As he has for years, Josh Redding took advantage of a recent warm weekend to go wakeboarding in the Delta.
The 28-year-old Galt resident woke up the next morning and noticed that his leg was sore and slightly swollen.
"I went through the day thinking it would get better. I mowed the yard, did normal things," he said.
It didn't get better.
Within days, the Lodi police officer found himself with IVs attached to his body in a hospital, where he spent four days. Doctors diagnosed him with a particular staph infection that's notorious for its ability to withstand antibiotics.
The infection's long name is Methicillin-Resistant Staphylococcus aureusor, though most doctors and patients simply use the MRSA acronym. It infects the blood and, if left untreated, leads to pneumonia and even death.
After pumping a number of antibiotics through his body, Redding is no longer a fan of the Delta. He's even thinking of selling his boat, because he doesn't want anything similar happening to his 4-year-old son.
MRSA was originally confined to nursing homes and hospitals, but it has now become so common in everyday environments that the Centers for Disease Control has a whole section of its Web site dedicated to the infection.
"We have a lot of people devoting a lot of time to MRSA," said Shelly Diaz, a spokeswoman for the Atlanta-based CDC.
In hospitals and nursing homes, 1.7 million people contract MRSA annually, resulting in 98,987 deaths each year, Diaz said.
The biggest problem, Diaz and other health officials said, is that the infection is immune to many forms of antibiotics.
"We used to treat it with common antibiotics, but now we've switched to having to assume that you've got a resistant strain," said Richard Buys, director of the emergency department at San Joaquin General Hospital.
"It's sort of the bind we've gotten ourselves into by having antibiotics out there and so commonly used, that it's building up a resistance," Buys added.
There are no specific statistics on the infection's spread because it is not among a variety of diseases and illnesses - such as TB - that health care providers must report to the CDC.
The instances of MRSA have likely risen in San Joaquin County, but there's no way of backing it up with solid data, said Dr. Karen Furst, health officer for the county.
As for whether the Delta is hazardous, Furst pointed out that MRSA is typically transferred through contact. However, she added, any public waterway has the potential to cause problems.
"Natural waterways are not swimming pools where the water is chlorinated and filtered, and it is very possible for people to get infections, especially if they have scrapes or open wounds," Furst said.
• Keep cuts and scrapes clean and covered with a bandage until healed.
• Avoid contact with other people's wounds or bandages.
• Avoid sharing personal items such as towels or razors.

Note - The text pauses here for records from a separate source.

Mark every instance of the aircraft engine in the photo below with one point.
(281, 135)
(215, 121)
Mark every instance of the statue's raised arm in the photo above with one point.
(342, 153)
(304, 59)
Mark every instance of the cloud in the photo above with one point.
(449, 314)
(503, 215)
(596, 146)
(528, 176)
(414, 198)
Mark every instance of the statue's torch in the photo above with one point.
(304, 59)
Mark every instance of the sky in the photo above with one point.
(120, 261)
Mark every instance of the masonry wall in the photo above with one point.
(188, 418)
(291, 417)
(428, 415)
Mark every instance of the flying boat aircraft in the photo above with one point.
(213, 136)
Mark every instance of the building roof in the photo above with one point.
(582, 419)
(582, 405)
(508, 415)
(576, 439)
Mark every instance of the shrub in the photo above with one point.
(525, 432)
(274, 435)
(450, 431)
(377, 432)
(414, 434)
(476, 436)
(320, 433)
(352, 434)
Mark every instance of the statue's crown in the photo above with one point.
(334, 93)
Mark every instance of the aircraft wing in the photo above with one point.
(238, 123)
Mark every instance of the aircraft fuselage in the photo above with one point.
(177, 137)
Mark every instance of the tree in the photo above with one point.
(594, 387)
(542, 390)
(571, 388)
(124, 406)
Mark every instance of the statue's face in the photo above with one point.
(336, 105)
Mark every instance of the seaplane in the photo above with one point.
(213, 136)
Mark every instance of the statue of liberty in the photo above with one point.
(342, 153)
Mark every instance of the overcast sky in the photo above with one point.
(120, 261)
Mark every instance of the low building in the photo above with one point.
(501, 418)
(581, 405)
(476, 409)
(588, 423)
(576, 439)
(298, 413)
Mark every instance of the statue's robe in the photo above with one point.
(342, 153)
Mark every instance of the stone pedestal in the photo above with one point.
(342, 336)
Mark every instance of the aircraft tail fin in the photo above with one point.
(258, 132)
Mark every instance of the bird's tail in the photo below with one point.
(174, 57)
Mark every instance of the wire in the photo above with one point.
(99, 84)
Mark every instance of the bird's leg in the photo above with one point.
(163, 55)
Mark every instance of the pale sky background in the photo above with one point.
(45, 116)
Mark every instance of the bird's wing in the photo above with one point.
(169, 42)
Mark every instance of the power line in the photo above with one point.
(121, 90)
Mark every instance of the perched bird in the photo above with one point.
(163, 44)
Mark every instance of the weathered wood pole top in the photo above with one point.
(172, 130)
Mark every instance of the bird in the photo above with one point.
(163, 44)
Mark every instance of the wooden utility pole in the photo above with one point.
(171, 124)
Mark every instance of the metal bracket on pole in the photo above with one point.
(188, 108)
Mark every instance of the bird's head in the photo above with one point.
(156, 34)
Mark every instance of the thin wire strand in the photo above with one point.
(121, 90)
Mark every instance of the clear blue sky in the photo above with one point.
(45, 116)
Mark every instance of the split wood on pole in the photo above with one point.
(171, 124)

Source: Centers for Disease Control and Prevention, http://cdc.gov/ncidod/dhqp/ar_mrsa_ca.html
Redding, who graduated from high school in Stockton and played football at Humboldt State University, is no stranger to outdoor recreation. Additionally, he daily trains a dog that will soon join him on patrol.
So when he slipped on a rock and scraped his leg while fishing, Redding didn't think much of it. A week later, he went wakeboarding and the next day - a Monday - his troubles began.

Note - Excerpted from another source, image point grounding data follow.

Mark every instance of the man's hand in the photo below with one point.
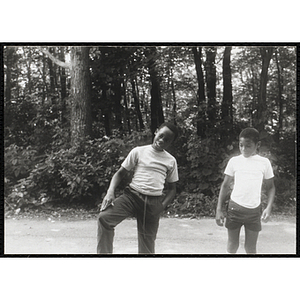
(107, 201)
(266, 215)
(219, 217)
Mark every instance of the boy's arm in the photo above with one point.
(110, 194)
(225, 187)
(271, 196)
(170, 194)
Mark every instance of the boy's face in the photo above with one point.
(163, 138)
(248, 147)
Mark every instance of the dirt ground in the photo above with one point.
(175, 236)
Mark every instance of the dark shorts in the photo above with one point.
(238, 215)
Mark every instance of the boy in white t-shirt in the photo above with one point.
(143, 198)
(248, 171)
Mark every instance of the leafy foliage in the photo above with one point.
(40, 166)
(71, 174)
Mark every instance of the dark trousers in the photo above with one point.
(147, 211)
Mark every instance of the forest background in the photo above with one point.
(72, 113)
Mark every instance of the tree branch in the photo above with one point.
(56, 60)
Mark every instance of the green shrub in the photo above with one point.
(70, 175)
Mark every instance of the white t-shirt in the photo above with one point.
(248, 177)
(152, 169)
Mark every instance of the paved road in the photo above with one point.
(175, 236)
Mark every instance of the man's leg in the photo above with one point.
(233, 240)
(147, 223)
(109, 219)
(250, 241)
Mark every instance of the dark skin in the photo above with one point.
(162, 140)
(247, 148)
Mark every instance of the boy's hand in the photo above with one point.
(107, 201)
(219, 217)
(266, 215)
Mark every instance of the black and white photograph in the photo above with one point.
(87, 88)
(150, 149)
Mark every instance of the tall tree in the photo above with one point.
(261, 119)
(210, 69)
(279, 98)
(137, 104)
(81, 125)
(157, 116)
(226, 107)
(201, 118)
(8, 81)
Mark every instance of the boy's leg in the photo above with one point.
(250, 240)
(109, 219)
(233, 240)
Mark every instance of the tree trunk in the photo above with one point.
(174, 111)
(157, 117)
(63, 85)
(211, 84)
(9, 62)
(261, 119)
(81, 125)
(117, 103)
(279, 100)
(126, 113)
(226, 106)
(137, 105)
(201, 118)
(52, 72)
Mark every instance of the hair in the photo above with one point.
(172, 127)
(250, 133)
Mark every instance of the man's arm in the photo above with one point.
(170, 194)
(225, 187)
(271, 196)
(110, 194)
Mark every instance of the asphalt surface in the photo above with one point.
(175, 236)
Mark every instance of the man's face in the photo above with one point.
(247, 147)
(163, 139)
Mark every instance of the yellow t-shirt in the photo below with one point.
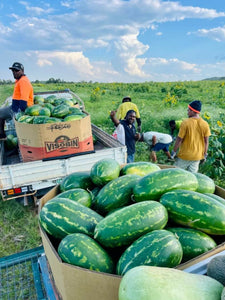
(123, 109)
(193, 131)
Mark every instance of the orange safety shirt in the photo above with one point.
(23, 90)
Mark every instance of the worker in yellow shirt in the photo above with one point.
(192, 140)
(125, 107)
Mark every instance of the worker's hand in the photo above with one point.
(202, 161)
(112, 113)
(137, 136)
(173, 154)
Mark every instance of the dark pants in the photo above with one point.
(6, 113)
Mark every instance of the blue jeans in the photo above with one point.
(130, 158)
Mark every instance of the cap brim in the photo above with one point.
(14, 69)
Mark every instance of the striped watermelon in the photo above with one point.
(60, 217)
(216, 197)
(76, 180)
(205, 184)
(116, 193)
(160, 283)
(153, 185)
(193, 242)
(141, 168)
(157, 248)
(104, 171)
(195, 210)
(81, 250)
(80, 195)
(125, 225)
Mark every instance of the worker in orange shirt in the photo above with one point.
(21, 99)
(123, 109)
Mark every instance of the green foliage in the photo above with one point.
(19, 225)
(18, 228)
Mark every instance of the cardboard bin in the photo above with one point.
(52, 140)
(74, 282)
(81, 284)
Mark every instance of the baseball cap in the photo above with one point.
(195, 105)
(17, 66)
(127, 97)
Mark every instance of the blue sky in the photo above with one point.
(113, 41)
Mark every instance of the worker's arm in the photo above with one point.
(113, 118)
(206, 140)
(176, 146)
(153, 140)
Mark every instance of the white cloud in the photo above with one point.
(81, 38)
(75, 60)
(217, 34)
(36, 10)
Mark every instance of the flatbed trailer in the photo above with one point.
(20, 179)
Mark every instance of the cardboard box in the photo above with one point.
(52, 140)
(74, 282)
(81, 284)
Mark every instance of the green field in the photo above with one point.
(158, 103)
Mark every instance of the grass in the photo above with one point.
(19, 224)
(18, 227)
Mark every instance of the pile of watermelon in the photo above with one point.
(50, 110)
(114, 218)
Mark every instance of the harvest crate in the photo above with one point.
(25, 275)
(80, 282)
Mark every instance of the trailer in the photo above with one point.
(32, 179)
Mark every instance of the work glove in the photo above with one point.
(173, 154)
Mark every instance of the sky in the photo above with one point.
(113, 40)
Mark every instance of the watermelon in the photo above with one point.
(49, 106)
(116, 193)
(104, 171)
(81, 250)
(75, 110)
(216, 197)
(33, 110)
(52, 120)
(195, 210)
(193, 242)
(76, 180)
(68, 102)
(153, 185)
(72, 117)
(60, 217)
(141, 168)
(60, 111)
(216, 269)
(26, 119)
(39, 119)
(58, 101)
(38, 99)
(205, 184)
(18, 115)
(80, 195)
(160, 283)
(125, 225)
(157, 248)
(45, 111)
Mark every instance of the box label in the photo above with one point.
(61, 143)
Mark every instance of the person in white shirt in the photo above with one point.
(157, 141)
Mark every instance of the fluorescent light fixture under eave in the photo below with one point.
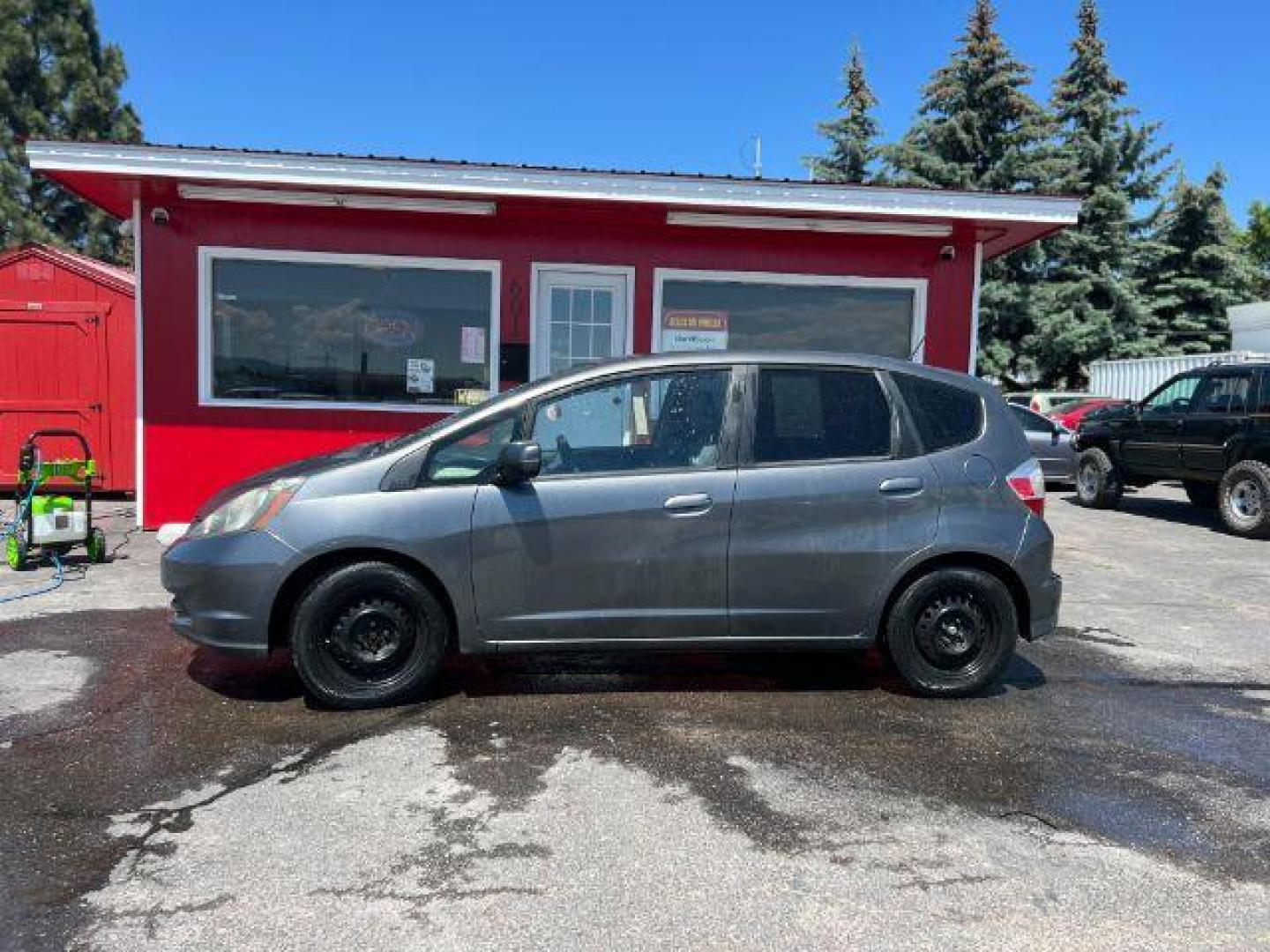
(840, 227)
(333, 199)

By that Tuesday, Redding couldn't put any weight on his leg and went to a doctor, who diagnosed MRSA and started Redding on three kinds of antibiotics. The doctor ordered Redding to light duty when he went back to work that Wednesday, and his limp was very obvious.
Two days later, things still weren't right.
"I'd been noticing that my leg was continuing to swell and getting more and more red, so I went back to the doctor. The second he sees it he tells I need to be admitted to the hospital to start antibiotics," Redding said.
He was admitted to Lodi Memorial Hospital that Friday at noon, where he spent the better part of the next four days.
The experience was enough to turn Redding into a person who now warns others about the hazards of dangerous bacteria.